Unnatural selection


Hands up who’s had a Caesarean section? On average, that should be around 35% of all mothers. And, for avoidance of doubt, 0% of everyone else. But what’s really interesting is why that average figure among mothers is currently increasing.

According to this BBC story, one explanation for this increase is effectively a defiance of natural selection:

'Why is the rate of birth problems, in particular what we call fetopelvic disproportion – basically that the baby doesn't fit through the maternal birth canal – why is this rate so high? Without modern medical intervention such problems often were lethal and this is, from an evolutionary perspective, selection. Women with a very narrow pelvis would not have survived birth 100 years ago. They do now and pass on their genes encoding for a narrow pelvis to their daughters.'

So says Dr Philipp Mitteroecker of the University of Vienna. On a similar theme, Dr Harvey Fineberg’s 2011 TED talk considers neo-evolution; that is, how we are increasingly determining our own biological destinies via genetic engineering. It is already possible to select the gender of your next child, for example – a procedure yuckily euphemised as ' family balancing’ by one of its leading proponents in California.

Fineberg goes on to consider what other modifications might be possible within a few generations – such as genetically improved longevity, fitness or creativity. This vision of evolution supplants natural selection with deliberate selection, but the underlying principle stays the same: that we are starting to control our own destinies. If you have a spare 17 minutes, I thoroughly recommend watching his talk in its entirety.

Wine is said to evolve in the bottle over time, but is it evolving in other ways too? Are we witnessing natural selection within the culture of wine?

Perhaps this is nothing new. After all, grapevines have artificially evolved through centuries of selective breeding and cultivation. All the major wine grape varieties grown today have been manipulated in some way, whether by clonal selection, mass selection or crossing.

Fineberg says that evolution favours those who are ‘best adapted to their environment’, but grapes are also chosen for their quality of flavour and structure, even when they aren’t especially well-suited to a given environment – there would be easier varieties to ripen in Burgundy and Bordeaux than Pinot Noir and Cabernet Sauvignon, for example.

Indeed, one such is Cabernet Jura, which is now being grown by Ducourt in the Entre-Deux-Mers region of Bordeaux. It is a cross between Cabernet Sauvignon and another (undisclosed) disease-resistant variety. As technology improves, and in the context of a changing climate, might these  new grapevines eventually supersede the sacrosanct noble varieties?

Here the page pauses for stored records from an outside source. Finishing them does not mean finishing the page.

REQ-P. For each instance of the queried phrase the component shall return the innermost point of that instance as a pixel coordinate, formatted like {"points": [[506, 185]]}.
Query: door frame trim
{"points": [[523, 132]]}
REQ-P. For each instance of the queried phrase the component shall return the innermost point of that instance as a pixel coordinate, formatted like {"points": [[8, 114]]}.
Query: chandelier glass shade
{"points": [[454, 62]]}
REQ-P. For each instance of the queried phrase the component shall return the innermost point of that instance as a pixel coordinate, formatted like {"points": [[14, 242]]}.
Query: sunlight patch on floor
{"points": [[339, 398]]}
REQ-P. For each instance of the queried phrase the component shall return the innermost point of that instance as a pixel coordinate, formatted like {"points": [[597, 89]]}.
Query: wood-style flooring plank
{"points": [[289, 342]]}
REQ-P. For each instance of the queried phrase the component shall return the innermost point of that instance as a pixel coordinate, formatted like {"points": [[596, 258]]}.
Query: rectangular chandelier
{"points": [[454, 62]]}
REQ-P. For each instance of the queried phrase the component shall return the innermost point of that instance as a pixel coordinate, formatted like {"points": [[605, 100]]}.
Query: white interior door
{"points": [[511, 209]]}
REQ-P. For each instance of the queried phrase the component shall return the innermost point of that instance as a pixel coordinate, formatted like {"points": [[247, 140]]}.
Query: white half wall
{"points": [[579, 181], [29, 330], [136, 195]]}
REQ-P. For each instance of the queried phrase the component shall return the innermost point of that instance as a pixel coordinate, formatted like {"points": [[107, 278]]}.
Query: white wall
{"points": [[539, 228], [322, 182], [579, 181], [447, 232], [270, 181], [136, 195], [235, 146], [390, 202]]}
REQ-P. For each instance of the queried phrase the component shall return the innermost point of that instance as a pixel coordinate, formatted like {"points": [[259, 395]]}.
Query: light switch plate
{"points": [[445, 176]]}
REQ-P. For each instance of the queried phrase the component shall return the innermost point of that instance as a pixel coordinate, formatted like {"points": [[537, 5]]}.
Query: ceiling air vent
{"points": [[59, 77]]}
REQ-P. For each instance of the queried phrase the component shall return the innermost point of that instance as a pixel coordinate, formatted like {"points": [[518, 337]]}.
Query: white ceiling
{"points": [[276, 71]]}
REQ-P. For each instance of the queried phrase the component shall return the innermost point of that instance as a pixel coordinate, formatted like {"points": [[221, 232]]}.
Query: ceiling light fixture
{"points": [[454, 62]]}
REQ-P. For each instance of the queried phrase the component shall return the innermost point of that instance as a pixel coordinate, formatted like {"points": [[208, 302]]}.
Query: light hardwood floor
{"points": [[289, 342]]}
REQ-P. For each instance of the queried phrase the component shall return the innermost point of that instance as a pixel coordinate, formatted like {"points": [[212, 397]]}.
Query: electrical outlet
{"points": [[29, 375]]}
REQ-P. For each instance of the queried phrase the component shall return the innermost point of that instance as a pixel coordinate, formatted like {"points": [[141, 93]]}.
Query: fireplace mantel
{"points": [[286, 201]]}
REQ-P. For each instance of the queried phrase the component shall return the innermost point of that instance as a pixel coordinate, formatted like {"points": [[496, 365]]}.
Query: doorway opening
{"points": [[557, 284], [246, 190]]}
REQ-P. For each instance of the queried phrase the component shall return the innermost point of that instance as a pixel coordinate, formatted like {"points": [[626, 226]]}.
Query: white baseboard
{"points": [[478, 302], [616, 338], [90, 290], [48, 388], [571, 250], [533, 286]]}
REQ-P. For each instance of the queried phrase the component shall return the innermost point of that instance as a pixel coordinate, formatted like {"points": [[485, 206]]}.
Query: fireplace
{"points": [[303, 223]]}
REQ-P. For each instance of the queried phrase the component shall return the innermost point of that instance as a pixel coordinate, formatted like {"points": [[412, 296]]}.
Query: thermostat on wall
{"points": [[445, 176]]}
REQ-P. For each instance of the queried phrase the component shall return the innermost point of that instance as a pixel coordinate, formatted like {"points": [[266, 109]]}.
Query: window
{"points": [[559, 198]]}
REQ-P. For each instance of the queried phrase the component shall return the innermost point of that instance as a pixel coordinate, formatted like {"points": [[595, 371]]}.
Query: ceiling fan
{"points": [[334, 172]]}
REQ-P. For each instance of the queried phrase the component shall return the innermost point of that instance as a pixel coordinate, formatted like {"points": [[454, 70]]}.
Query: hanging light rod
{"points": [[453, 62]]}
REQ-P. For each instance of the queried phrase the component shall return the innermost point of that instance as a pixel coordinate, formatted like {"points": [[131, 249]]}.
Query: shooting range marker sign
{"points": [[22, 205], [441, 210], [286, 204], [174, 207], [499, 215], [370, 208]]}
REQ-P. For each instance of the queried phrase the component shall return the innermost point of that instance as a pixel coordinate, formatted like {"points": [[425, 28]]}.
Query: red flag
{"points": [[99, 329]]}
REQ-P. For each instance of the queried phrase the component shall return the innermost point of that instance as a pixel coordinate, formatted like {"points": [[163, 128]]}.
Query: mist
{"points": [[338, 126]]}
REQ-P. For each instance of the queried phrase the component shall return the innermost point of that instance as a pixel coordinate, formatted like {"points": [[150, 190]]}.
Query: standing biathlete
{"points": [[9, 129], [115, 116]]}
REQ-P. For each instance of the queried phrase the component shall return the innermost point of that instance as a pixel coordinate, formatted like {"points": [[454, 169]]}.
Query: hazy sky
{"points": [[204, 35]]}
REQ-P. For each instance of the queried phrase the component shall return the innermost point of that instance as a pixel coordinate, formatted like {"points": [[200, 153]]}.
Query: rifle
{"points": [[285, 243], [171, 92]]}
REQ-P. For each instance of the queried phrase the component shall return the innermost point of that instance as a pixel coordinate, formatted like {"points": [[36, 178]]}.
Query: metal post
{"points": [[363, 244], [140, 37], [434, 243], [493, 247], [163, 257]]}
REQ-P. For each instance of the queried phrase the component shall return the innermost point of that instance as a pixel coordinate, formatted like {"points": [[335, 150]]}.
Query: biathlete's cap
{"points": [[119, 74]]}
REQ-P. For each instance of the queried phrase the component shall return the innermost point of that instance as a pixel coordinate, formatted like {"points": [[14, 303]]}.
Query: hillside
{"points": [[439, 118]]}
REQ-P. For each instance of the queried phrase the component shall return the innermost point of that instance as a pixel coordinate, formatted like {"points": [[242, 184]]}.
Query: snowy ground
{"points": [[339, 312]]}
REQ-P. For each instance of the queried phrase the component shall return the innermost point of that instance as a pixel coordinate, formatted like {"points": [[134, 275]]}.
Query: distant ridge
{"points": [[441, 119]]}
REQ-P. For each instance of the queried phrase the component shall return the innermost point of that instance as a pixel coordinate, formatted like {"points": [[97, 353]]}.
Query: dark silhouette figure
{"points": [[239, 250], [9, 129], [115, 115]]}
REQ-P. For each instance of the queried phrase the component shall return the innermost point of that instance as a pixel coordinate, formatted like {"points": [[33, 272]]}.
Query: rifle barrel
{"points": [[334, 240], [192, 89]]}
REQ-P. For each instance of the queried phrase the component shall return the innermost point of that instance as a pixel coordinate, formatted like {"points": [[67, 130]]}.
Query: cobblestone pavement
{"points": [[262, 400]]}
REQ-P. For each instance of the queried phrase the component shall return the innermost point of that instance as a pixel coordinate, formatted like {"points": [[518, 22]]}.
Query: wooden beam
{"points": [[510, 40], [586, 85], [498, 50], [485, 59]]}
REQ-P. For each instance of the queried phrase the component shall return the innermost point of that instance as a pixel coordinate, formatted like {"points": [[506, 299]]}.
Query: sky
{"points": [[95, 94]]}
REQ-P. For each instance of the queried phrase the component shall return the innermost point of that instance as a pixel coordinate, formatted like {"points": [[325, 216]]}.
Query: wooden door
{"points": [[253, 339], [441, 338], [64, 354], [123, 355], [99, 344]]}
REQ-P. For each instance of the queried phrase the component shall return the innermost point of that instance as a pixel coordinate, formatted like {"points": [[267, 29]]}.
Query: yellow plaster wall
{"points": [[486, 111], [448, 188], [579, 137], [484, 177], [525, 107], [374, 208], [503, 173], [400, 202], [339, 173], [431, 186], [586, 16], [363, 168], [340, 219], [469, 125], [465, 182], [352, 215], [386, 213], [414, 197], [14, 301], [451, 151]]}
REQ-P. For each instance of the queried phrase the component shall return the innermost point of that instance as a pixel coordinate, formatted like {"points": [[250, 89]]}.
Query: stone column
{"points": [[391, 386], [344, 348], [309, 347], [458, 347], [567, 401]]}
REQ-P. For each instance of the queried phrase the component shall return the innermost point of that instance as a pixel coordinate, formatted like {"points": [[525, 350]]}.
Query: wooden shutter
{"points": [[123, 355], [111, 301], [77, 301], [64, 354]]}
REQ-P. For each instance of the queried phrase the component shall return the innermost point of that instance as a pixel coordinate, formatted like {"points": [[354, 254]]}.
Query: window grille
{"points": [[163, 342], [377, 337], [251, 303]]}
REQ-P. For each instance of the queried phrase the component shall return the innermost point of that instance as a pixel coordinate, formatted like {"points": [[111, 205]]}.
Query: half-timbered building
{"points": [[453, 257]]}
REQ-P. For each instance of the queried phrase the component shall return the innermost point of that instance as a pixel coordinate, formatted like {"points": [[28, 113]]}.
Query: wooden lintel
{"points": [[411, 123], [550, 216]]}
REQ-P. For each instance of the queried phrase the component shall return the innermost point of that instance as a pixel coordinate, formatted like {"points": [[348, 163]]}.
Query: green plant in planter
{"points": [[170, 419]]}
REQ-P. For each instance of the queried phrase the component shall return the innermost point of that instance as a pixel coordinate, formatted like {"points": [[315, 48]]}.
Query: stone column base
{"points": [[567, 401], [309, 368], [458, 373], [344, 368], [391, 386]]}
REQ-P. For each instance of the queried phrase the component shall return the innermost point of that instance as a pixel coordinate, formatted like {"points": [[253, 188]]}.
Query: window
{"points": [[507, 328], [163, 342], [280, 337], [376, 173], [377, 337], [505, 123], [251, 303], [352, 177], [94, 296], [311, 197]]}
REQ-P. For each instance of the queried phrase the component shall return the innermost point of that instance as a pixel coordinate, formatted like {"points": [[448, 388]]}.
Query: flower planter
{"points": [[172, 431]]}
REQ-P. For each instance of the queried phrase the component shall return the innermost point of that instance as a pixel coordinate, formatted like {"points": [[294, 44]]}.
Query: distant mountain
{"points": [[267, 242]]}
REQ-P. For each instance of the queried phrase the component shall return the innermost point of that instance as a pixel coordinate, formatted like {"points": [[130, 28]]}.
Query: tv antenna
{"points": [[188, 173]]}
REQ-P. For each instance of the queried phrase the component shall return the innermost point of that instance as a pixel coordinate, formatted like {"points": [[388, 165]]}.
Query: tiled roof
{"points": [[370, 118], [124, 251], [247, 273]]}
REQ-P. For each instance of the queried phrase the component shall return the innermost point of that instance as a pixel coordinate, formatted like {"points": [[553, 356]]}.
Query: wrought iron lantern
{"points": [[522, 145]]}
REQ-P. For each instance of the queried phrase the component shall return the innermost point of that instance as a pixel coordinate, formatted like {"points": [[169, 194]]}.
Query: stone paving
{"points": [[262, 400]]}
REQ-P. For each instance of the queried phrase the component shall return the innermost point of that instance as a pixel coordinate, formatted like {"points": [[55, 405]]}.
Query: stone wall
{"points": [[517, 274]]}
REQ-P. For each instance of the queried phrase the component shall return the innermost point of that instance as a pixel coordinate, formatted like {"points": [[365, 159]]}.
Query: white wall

All the evidence would suggest that something along those lines is likely. Determining a timescale is far more tricky, however. Nothing in viticulture happens suddenly – but what if we were to imagine 200 years into the future, or 2,000? Inevitably, things will be very different – although none of us will be here to witness it. With the possible exception of Dr Fineberg.


The possibility of genetically altered human beings evokes an uneasy fascination. It infers a classification system, the implications of which have terrible consequences – as in the 2013 film Elysium, in which elite humans live in outer-space luxury, leaving the poor and disadvantaged to a life of misery on a godforsaken earth.

Pifflingly unimportant by comparison, there is nonetheless a parallel to be drawn with wine. The difference between the world’s most elite and most proletarian wines becomes ever more distinct – in price, at least. Perhaps this is not the specific fault of wine, but can be blamed on the nature of our global economy: as wealth continues to grow for the richest, so their spending capacity increases and the world’s most valuable wines become increasingly expensive.

But where does that leave the world’s under-privileged wines? In a sci-fi scenario, they would be left to degenerate into a sub-species that bears little resemblance to its most successful relations. Indeed, some might suggest this has already happened.

But that would be unfair. The quality of all wine continually improves with each generation, and standards today are higher than ever before, bringing far greater reliability and diversity to the world's wine drinkers. For as long as all wine continues to improve in this way, the idea of a genetically superior class of wine remains science fiction. Instead, a natural course of evolution will continue to see wine adapt to changing tastes and changing circumstances. The great wines of the future may be very different to what we know now.

And if that's something worth living longer for, call Dr Fineberg.